Cheese and Mustard (1940’s) 74

Every now and then, in the pantry the last lump of cheese would be going dry and crumbly, but it was still all used, very very rare for good food to be wasted back then.

I'm not talking about the fiddly bits of cheese you see in the shops and super markets these days all fancy wrapped and stamped with a sell by date.  This was a real wedge off a whole round block of Cheshire and Cheddar Cheese, probably fifteen or twenty times the size mentioned above.

When mother got down to the last lump of dry cheese, there was a number of ways of using it up.
It got put on toast and grilled, or for a change (preferably Cheddar) put in the bottom of a sauce pan along with some milk heated and melted into sticky almost runny glue with liberal shakes from the pepper pot then that poured or ladled onto toast.
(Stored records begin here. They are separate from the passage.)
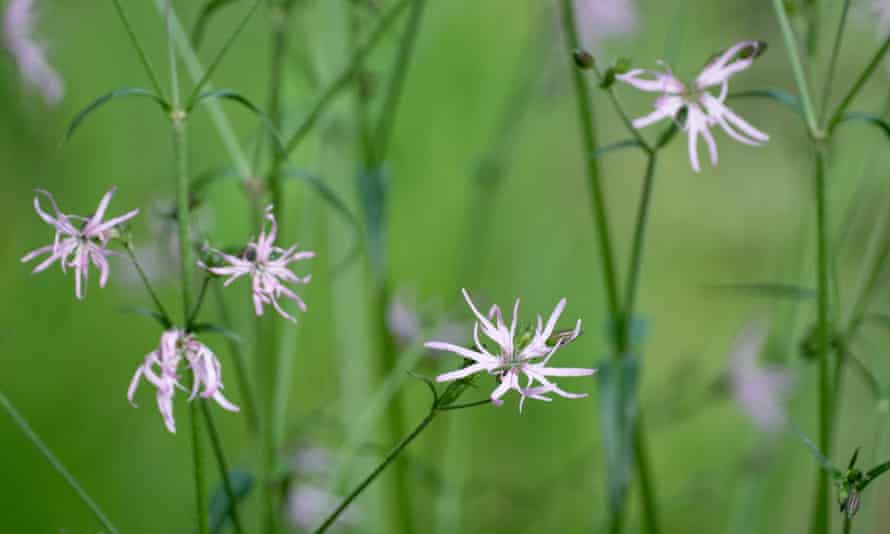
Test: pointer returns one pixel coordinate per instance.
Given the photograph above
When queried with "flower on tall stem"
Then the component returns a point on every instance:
(700, 108)
(79, 241)
(266, 264)
(514, 357)
(29, 55)
(758, 390)
(161, 369)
I must say that at this stage if it was left to go cold it would resemble a piece of leather; you really could nail it on the soul of ya boot.

Another cheese dish father liked and he did it right on his plate, at tea time, again it would be the same crumbly Cheshire type Cheese. He would break and crumble the cheese over his plate, spread a half a tea spoonful of powdered mustard over it, then with the back of his fork, mash it all together with enough vinegar to make it all into a paste which would be spread onto hot muffins or toast.

He loved it but as kids it was a bit too hot for us, (it would blow our heads off)  I have tried it occasionally over the years since, not many households keep Colman’s Mustard Powder on the pantry shelves these days.


On the subject of mustard, a number of tins of dried mustard powder were always kept in stock for emergencies, (we have a tin in our pantry right now). On a number of occasions the vet has applied a mustard plaster on a cow back when she has had a difficult calving,  or slipped and hurt her back, it’s a tin of mustard mixed into a paste with a bit of warm water and spread onto a large square of brown paper then applied to the cows loin area or where ever a bit of heat was wanted.

  This was also often used on the man of the house if he had a bad or aching back, it is surprising how much heat it generates when its on your skin and protected with the old shiny brown paper glued on with the mustard. (I speak from experience)  



Cheese – milk’s leap toward immortality.